Sunday, May 9, 2010

melty, flirty, jiggly, toasty

since late last year i have caught on to a mini-trend in advertising: using -y ending adjectives most associated with children. (i remember my little brothers using the word 'coldy'). i think there are two reasons for this strategy: one, these words are visceral, physical words that conjure up vivid physical impressions. and two, they are linked to childhood in a comforting sort of regression advertisers love to appeal to. (melty is used about cheese, flirty i saw on a women's magazine re: high heels, jiggly a women's mag 'melt jiggly fat in weeks,' toasty probably re: sandwiches/breakfast sandwiches).
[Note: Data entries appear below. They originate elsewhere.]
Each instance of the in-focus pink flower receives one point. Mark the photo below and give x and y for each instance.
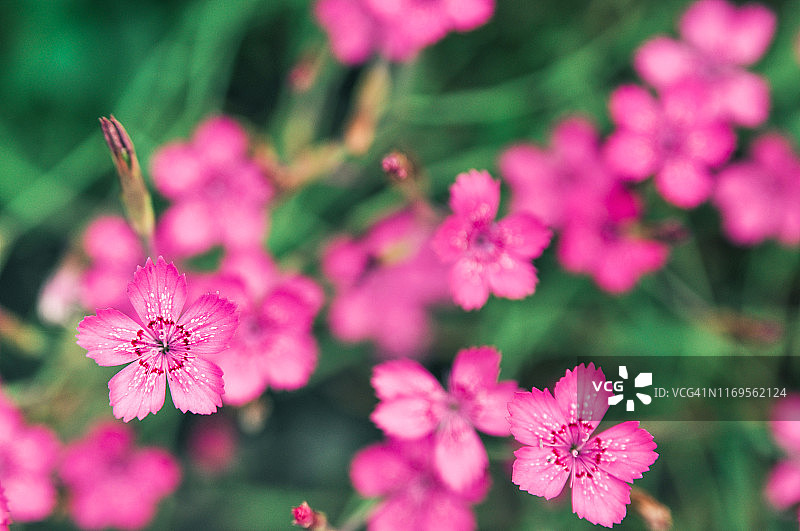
(487, 255)
(398, 29)
(112, 483)
(219, 193)
(604, 242)
(557, 429)
(28, 456)
(675, 138)
(386, 282)
(404, 475)
(758, 198)
(414, 405)
(568, 179)
(164, 345)
(783, 484)
(719, 40)
(274, 345)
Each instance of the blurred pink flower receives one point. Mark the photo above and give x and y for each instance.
(676, 138)
(395, 29)
(385, 284)
(274, 345)
(557, 429)
(219, 193)
(568, 178)
(28, 456)
(414, 405)
(403, 474)
(604, 243)
(169, 347)
(112, 483)
(783, 484)
(719, 39)
(212, 443)
(758, 198)
(487, 255)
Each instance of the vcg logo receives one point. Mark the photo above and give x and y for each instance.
(643, 379)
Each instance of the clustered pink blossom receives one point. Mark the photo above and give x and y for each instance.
(404, 475)
(396, 29)
(386, 282)
(758, 197)
(273, 345)
(28, 457)
(487, 256)
(212, 173)
(164, 345)
(112, 483)
(413, 405)
(556, 430)
(783, 484)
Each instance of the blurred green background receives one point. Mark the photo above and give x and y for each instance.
(162, 66)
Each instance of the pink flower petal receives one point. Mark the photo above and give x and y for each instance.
(459, 455)
(536, 471)
(195, 385)
(138, 389)
(210, 321)
(475, 196)
(107, 337)
(157, 291)
(600, 498)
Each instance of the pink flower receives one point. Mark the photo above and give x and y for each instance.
(676, 138)
(556, 183)
(758, 198)
(557, 430)
(403, 474)
(397, 29)
(604, 243)
(219, 194)
(274, 345)
(385, 284)
(414, 405)
(28, 455)
(167, 347)
(111, 483)
(719, 39)
(783, 485)
(487, 255)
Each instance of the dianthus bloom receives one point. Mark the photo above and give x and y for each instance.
(397, 30)
(385, 283)
(414, 405)
(28, 455)
(112, 483)
(719, 39)
(783, 485)
(487, 255)
(211, 173)
(758, 198)
(163, 345)
(557, 429)
(404, 475)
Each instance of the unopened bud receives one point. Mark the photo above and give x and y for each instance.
(135, 196)
(656, 515)
(308, 518)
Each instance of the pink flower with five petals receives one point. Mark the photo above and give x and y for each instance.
(163, 346)
(414, 405)
(557, 429)
(487, 255)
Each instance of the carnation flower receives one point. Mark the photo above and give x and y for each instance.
(557, 431)
(414, 405)
(163, 345)
(487, 255)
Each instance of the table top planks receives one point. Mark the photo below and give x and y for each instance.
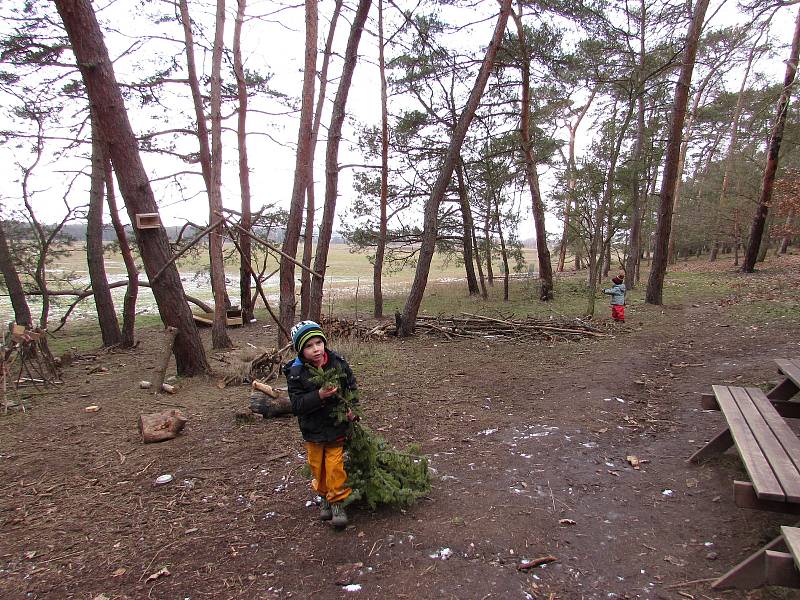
(769, 449)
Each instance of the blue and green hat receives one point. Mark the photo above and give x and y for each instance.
(304, 331)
i find it insulting to be addressed as a child. but that is what advertisers do best -- treat people as psychological components to be manipulated. the best example i can think of is the subway commercial from late last year, of the husband and wife and child walking past a subway, when the father erupts in a childish tantrum. i think he uses the word 'melty.' the mother and son try to calm him down. melty. yeah. we're all just little babies looking for solace in our sandwiches. patronizing. worse than patronizing: stigmatizing! and pretty similar to how many politicians pander to regressive, childish emotions and the urge to escape adulthood altogether. government: bad. washington: bad. taxes: bad. leaders: bad. freedom: good. me: good! if we really bought into these infantile rejections of modern life and shared responsibility, there would be no america, no country, nothing. we'd be like somalia and haiti, poster children for the 'small government' fantasy!